CoAdvantage – During this time of year, up until the New Year, the U.S. sees a steady stream of holiday festivities and religious observances. For many people, it’s a time of celebration, joy, and satisfying time spent with loved ones.
For employers – many of whom are at their busiest during this time of year – it’s also the season of endless time off requests. This creates a unique set of challenges: how do you maintain productivity while still honoring employee requests in a way that’s fair and equitable?
We’ve got you covered. Here are seven best practices to navigate holiday time off requests effectively, efficiently, and with good grace.
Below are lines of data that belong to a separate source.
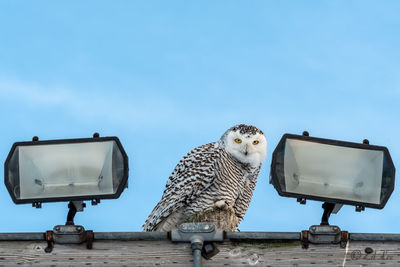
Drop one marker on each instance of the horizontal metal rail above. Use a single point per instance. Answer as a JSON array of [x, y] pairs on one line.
[[131, 236], [234, 236], [22, 236], [263, 235], [374, 237]]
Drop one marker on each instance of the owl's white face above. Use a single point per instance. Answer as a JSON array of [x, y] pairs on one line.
[[246, 147]]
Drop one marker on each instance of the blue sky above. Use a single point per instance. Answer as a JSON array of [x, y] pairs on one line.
[[167, 76]]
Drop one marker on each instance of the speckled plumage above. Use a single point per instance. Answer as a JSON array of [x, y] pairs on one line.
[[209, 176]]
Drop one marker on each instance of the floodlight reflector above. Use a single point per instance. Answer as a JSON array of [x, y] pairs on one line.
[[332, 171], [62, 170]]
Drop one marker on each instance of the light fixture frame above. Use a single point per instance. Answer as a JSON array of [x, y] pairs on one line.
[[275, 181], [95, 198]]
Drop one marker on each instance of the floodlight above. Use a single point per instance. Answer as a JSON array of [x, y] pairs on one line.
[[332, 171], [66, 170]]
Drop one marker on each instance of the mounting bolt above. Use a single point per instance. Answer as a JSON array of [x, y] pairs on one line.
[[368, 250]]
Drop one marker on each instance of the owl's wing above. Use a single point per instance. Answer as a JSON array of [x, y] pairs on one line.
[[193, 174]]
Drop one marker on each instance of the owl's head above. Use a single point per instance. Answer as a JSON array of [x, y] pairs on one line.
[[245, 143]]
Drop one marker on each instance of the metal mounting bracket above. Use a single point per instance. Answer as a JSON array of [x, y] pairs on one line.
[[68, 234], [200, 235], [324, 234]]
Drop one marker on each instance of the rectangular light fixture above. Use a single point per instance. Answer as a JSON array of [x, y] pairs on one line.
[[332, 171], [66, 170]]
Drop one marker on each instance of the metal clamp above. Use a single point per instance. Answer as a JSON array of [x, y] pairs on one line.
[[324, 234], [68, 234], [200, 235]]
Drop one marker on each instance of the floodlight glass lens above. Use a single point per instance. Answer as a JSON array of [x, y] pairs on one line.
[[333, 171], [65, 170]]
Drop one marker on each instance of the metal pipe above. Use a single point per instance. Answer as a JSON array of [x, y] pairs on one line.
[[374, 237], [131, 236], [22, 236], [228, 235], [263, 235]]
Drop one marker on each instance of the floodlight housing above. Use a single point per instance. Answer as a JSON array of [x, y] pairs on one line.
[[332, 171], [66, 170]]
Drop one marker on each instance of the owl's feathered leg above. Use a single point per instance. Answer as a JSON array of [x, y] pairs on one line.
[[225, 219]]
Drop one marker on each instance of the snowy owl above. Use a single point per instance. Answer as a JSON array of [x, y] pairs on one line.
[[213, 182]]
1: Blackout holiday leave.
One option is to simply disallow time off requests across the board. This makes more sense in some industries than others. For example, retail is often at its busiest during the holidays, so having an all-hands-on-deck is more important. Just make sure employees get ample opportunities for time off outside of the blackout period.
2: Require advance notice.
If you do allow time off, the last thing you want is to be juggling last-minute requests. Let employees know they must submit their leave requests by a certain date, even if it’s weeks or months beforehand. Don’t be afraid to ask as early as September or October, especially if the holidays are a rush time for your business.
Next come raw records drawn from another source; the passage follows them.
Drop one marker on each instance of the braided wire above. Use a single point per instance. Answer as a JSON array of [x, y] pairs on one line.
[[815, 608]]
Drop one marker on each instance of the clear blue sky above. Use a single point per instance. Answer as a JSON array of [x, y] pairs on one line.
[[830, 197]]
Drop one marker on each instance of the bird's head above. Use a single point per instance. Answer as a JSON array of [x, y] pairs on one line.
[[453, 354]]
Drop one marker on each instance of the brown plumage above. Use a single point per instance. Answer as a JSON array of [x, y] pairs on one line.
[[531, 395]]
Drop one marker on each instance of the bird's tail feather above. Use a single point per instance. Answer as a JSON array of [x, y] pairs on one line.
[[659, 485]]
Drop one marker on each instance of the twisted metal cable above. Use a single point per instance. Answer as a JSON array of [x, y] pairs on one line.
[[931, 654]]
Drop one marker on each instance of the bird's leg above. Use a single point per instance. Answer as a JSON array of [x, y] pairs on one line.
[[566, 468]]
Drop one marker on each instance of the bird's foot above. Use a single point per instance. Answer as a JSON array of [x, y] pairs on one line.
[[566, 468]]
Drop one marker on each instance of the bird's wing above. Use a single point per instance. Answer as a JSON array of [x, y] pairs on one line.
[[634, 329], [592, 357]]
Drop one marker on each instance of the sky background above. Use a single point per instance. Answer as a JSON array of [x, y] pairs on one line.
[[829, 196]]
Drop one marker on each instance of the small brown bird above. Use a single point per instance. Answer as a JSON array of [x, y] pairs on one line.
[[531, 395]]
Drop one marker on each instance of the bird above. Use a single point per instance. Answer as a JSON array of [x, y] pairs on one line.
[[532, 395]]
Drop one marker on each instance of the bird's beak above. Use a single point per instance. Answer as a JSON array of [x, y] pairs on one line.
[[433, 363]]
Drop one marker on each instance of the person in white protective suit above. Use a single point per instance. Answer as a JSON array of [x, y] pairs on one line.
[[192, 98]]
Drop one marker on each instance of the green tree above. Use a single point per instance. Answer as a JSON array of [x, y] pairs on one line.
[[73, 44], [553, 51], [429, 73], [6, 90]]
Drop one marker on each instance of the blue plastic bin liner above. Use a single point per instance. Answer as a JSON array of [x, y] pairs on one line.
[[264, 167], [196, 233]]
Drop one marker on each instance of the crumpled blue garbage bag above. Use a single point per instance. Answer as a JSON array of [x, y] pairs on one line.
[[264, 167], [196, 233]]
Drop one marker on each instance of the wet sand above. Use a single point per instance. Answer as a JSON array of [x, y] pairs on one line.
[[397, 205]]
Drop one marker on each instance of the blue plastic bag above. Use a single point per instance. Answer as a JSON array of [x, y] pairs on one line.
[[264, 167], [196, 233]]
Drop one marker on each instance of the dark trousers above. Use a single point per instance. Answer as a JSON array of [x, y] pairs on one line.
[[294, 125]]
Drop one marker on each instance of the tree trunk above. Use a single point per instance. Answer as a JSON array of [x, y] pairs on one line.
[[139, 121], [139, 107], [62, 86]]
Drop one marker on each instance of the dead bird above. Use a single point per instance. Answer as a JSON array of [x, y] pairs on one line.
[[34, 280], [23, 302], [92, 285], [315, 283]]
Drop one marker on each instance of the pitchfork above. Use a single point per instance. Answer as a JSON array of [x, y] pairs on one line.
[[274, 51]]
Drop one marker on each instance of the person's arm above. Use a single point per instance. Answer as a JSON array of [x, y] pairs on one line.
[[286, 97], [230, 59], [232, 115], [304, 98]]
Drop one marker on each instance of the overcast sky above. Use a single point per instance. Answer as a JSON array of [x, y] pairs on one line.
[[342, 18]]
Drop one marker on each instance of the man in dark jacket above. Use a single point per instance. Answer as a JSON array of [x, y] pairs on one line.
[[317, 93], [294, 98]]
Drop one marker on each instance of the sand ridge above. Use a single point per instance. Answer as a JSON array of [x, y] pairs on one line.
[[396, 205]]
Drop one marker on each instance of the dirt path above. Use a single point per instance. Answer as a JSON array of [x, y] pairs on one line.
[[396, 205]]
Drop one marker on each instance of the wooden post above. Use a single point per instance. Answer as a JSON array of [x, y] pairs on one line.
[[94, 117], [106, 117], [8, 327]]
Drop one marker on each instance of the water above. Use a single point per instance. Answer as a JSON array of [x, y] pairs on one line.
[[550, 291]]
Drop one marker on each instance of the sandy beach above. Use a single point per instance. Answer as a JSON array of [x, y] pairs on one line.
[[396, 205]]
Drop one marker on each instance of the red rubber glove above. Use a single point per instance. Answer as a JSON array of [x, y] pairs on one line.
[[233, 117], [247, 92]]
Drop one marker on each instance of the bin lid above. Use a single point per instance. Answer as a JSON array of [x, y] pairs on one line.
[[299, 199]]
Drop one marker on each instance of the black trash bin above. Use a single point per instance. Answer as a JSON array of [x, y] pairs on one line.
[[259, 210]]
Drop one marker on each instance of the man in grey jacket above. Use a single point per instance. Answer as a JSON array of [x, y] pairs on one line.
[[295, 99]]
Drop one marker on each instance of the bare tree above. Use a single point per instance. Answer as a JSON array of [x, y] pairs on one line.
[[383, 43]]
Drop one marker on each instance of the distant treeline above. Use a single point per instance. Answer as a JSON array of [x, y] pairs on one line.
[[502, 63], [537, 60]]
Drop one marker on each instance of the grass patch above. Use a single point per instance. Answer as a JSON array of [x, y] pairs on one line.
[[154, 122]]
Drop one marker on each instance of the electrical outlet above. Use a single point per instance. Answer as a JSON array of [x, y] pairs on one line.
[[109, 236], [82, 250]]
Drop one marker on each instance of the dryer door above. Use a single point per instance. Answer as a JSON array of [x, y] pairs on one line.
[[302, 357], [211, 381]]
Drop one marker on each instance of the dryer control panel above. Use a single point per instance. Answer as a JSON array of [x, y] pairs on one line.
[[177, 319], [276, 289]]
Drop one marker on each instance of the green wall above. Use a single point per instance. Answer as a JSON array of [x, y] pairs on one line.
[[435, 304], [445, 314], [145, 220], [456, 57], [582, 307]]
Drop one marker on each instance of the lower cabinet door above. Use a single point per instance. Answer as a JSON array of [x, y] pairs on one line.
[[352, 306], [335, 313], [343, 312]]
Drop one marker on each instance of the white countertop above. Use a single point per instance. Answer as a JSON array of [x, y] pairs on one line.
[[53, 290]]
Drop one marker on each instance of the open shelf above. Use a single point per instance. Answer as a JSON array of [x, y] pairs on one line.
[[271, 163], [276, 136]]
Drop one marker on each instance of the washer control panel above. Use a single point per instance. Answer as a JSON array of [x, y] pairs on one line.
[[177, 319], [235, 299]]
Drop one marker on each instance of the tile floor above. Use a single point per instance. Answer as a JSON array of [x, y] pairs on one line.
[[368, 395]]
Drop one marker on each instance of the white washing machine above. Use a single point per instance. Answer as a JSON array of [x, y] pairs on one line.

3: Determine a fair way to allocate time off.
First-come, first-serve is a classic way to simultaneously make the time-off approval process easy and equitable. Bonus: it also encourages employees to request their time off early. Seniority is another option; but if senior employees always get their preferred times and others never, that’s a recipe for resentment and bad feelings. Another approach might be selected by a random lottery.
4: Maintain a resource pool.
This means having an established group of contractors, temporary employees, and/or part-timers that you can call up at need. It can take time to cultivate such a pool, however. If you don’t have one already established, make it a New Year’s resolution to start building one next year.
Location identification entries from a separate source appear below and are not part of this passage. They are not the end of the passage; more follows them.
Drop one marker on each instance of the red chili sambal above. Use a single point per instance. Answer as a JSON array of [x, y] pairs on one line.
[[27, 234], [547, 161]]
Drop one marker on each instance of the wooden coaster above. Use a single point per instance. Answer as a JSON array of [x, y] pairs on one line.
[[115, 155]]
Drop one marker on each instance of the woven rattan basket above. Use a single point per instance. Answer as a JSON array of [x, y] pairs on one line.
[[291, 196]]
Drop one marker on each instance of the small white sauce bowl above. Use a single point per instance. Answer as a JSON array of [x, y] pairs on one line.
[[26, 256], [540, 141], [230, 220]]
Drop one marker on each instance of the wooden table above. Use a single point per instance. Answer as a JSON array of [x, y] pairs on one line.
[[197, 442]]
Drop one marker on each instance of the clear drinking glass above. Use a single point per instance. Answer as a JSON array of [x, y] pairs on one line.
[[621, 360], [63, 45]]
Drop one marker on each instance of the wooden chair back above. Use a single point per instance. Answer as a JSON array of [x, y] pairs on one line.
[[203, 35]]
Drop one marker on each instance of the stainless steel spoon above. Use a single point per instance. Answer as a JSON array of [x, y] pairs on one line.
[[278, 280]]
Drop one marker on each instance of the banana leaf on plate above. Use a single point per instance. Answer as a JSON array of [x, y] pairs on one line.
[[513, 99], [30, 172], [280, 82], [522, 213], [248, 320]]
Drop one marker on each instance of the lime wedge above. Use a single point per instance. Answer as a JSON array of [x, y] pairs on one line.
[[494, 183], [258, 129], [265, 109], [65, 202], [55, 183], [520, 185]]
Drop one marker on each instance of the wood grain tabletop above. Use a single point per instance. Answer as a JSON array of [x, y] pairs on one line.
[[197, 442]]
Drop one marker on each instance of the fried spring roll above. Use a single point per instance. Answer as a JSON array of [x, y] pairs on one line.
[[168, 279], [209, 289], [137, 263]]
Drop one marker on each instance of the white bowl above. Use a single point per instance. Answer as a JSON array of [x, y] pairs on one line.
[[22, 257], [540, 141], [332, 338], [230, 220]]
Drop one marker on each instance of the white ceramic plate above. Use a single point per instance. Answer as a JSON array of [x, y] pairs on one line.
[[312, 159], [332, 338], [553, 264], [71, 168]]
5: Incentive holiday shifts.
Give employees a positive reason to agree to work holiday shifts. For example, you can offer a holiday pay differential or let them take comp time after the holidays. You can also offer other treats, such as gift certificates to restaurants, spas, movie theaters, etc., to reward employees for working on otherwise undesirable days.
6: Be flexible.
Even if you don’t normally allow flex schedules or remote work options, the holidays are a good time to permit it temporarily. You can also allow employees to find their own replacements or to swap shifts with others.
7: Formalize your policy.
If you don’t have written policies governing how leave requests are handled, now is the time to create them. Address when-what-how of holiday leave: when requests are required, how approvals will be decided, what channels are acceptable for making requests (e.g., in writing), etc.
CoAdvantage, one of the nation’s largest Professional Employer Organizations (PEOs), helps small to mid-sized companies with HR administration, benefits, payroll, and compliance. To learn more about our ability to create a strategic HR function in your business that drives business growth potential, contact us today.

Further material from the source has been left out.